この前の短歌会で、「一番素晴らしい歌ってのは、だれが見ても理解できるものだ」とある人が主張したところ、「歌ってのは、いいものになればなるほど、ソイツを理解できるものは少なくなるんだ」って反対するヒトも出て、なんかタイヘンな議論になった。
オロカな連中の議論だね。
ブンガクのくくりでやらかす議論ってのはどうでもいい。
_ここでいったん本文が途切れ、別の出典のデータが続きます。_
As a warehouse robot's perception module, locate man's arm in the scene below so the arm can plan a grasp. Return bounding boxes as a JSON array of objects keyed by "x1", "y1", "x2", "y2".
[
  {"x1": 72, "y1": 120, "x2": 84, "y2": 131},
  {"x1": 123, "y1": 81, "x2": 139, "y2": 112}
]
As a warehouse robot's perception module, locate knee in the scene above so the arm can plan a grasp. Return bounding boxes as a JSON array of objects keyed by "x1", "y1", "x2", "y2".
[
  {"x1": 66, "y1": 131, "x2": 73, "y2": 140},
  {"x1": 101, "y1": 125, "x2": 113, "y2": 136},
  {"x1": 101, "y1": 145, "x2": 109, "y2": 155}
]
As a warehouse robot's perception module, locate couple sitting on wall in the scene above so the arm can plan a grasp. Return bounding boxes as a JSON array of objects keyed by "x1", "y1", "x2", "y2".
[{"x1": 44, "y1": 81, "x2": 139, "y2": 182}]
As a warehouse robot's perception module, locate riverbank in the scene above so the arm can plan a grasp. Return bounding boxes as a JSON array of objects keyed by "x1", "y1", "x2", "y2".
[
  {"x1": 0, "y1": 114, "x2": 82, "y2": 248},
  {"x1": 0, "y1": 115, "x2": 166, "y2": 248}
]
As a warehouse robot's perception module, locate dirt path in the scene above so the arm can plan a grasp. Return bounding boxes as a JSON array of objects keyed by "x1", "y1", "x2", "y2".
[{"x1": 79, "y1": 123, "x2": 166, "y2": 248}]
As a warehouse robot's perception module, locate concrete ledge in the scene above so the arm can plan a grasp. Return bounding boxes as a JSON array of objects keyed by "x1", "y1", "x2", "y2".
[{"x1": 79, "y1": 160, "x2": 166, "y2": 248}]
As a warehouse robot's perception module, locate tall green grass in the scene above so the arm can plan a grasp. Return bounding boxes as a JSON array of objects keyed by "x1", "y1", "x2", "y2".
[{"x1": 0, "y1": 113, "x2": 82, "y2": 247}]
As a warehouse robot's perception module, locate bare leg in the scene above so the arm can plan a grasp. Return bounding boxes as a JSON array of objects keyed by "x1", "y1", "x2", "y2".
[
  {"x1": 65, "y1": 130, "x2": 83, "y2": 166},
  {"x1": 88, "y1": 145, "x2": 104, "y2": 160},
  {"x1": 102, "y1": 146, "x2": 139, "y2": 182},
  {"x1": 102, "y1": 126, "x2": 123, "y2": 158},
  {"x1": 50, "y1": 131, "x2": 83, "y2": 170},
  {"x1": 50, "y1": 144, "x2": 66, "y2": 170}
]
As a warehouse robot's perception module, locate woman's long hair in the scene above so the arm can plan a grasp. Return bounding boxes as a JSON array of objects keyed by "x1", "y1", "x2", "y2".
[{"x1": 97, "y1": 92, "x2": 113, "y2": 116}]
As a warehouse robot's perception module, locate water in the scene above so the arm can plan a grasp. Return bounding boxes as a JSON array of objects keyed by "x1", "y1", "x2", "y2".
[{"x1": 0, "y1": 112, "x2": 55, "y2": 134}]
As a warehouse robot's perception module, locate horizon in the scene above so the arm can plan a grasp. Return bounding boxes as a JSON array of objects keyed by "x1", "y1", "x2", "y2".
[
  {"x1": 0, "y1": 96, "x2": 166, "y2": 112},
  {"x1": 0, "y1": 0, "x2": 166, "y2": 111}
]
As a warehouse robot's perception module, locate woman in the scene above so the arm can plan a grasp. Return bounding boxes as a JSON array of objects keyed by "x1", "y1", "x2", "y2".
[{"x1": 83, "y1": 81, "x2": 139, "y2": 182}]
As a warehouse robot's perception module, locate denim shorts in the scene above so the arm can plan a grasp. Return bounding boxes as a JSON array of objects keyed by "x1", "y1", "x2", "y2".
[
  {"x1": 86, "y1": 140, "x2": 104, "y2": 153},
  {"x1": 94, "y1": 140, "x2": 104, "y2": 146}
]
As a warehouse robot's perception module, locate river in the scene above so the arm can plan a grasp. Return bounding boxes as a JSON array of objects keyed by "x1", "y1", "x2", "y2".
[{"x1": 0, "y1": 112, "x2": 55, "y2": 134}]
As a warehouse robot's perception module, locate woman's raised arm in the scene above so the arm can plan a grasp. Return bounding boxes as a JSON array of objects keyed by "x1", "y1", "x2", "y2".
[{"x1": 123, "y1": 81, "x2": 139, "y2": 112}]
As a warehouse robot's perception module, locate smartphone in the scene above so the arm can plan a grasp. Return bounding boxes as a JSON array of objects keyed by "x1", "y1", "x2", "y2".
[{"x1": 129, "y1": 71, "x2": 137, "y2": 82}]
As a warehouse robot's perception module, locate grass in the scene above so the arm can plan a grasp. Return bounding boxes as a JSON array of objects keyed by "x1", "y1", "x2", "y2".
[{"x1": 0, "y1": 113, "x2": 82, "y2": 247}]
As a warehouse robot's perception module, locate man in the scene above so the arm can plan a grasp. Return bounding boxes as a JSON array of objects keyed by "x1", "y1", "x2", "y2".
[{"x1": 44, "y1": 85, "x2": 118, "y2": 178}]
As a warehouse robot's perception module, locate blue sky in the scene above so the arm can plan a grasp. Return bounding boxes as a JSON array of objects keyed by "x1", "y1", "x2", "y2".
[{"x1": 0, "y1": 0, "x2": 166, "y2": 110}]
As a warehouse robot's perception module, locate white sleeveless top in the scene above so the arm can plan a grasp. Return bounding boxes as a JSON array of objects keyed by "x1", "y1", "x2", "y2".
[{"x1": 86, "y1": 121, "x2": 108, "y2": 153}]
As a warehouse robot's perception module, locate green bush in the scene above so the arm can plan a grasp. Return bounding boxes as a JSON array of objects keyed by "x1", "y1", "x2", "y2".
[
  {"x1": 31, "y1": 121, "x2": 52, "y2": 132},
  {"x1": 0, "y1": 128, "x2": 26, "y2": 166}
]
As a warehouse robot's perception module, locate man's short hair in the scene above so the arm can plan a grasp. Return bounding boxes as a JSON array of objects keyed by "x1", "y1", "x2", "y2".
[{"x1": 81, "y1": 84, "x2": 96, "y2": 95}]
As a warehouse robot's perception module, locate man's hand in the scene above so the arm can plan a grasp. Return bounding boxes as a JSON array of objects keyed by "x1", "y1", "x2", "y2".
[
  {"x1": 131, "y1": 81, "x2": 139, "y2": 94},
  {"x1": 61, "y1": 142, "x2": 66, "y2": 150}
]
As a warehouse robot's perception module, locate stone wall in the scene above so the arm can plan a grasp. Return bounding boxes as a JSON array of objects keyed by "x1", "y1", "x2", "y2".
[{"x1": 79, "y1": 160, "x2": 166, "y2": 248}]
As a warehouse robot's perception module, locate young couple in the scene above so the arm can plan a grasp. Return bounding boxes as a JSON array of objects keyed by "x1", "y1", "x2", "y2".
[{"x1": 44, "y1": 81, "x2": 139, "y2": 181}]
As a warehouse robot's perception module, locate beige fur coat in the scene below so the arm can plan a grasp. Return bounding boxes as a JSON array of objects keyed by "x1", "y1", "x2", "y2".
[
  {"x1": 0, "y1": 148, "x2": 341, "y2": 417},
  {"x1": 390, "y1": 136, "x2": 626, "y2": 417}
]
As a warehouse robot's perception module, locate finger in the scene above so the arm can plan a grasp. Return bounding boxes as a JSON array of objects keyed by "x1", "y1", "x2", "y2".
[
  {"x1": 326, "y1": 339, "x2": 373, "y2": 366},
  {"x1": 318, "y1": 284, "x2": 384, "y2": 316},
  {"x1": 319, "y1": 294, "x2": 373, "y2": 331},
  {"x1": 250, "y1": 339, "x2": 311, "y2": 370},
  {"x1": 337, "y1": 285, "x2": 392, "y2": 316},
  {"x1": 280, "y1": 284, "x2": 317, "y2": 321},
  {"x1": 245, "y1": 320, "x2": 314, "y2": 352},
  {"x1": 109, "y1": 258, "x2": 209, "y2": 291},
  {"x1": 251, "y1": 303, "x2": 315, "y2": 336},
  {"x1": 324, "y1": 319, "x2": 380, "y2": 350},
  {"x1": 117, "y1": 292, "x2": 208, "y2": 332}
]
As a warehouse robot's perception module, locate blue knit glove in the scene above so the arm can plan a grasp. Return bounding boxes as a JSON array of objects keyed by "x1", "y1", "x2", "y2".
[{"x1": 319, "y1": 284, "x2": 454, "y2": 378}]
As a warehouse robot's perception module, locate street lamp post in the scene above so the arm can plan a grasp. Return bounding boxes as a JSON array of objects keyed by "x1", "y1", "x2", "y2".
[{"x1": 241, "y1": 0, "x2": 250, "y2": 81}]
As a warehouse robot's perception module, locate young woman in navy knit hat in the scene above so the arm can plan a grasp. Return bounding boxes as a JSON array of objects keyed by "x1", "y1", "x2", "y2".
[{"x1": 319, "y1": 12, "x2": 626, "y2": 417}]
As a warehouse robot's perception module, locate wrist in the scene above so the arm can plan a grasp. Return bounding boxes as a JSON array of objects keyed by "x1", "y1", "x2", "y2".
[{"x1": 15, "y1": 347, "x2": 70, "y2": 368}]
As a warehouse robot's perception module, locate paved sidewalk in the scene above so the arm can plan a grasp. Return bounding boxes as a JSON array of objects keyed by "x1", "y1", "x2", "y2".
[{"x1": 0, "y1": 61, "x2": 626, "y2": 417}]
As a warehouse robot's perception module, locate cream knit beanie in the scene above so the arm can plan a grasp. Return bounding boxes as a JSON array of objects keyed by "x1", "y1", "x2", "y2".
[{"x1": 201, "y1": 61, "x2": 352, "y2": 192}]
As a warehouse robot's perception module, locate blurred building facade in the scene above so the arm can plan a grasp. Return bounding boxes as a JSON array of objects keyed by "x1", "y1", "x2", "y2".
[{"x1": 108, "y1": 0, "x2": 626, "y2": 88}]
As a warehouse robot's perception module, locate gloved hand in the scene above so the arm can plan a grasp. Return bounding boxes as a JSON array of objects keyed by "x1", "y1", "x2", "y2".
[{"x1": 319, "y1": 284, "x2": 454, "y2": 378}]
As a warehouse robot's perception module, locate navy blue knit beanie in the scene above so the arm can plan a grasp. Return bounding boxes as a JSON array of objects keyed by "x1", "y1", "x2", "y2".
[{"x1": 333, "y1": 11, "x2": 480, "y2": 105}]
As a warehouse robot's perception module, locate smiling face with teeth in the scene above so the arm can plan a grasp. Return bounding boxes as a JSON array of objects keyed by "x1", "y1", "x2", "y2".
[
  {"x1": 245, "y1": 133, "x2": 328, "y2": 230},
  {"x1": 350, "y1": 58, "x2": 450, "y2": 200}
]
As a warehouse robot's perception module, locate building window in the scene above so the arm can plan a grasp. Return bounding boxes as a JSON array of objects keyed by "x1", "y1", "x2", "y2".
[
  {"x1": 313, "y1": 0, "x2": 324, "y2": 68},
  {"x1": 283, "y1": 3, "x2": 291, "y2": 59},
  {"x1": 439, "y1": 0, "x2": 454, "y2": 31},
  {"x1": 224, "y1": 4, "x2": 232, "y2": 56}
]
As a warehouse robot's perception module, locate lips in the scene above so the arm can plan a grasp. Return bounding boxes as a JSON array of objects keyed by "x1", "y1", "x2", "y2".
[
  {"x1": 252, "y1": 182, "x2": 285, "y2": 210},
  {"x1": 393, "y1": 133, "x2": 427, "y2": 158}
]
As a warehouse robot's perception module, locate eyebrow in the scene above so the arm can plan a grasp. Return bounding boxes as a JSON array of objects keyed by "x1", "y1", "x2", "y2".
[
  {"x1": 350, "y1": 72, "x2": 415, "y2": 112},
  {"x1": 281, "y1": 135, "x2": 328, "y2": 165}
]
なんで、その本質でもって論じないんだ? 「いいもの」とか「わるいもの」ってのがあるんだったら、まずアンタらのいう「イイ歌」と「ワルい歌」ってのを挙げりゃいいじゃん。
でもって、その「イイ歌」と「ワルい歌」ってのは、多分、両者とも一致しないんじゃないか。
で、「イイ歌」「ワルい歌」の選択基準が違っているんだったら、その先のより細かい言い回しだの単語の選択だのの議論をしたところで、一体何になるんだ?
例えば、カエルが赤いものか青いものかをろんずるまえに、まずカエルとはどんな動物を指すのかを、きちんと決めておくのが、物事の順序ってやつだ。
田んぼのカエルも、森林のカエルも、どっちも「カエル」っていう部類に入るんだったら、赤いヤツも青いヤツも関係ない。
私は、判りやすいようなイイ歌ってのと、判りづらかったとしてもなんとなくイイ歌、ってのがあると思うんだけど、どーでしょ。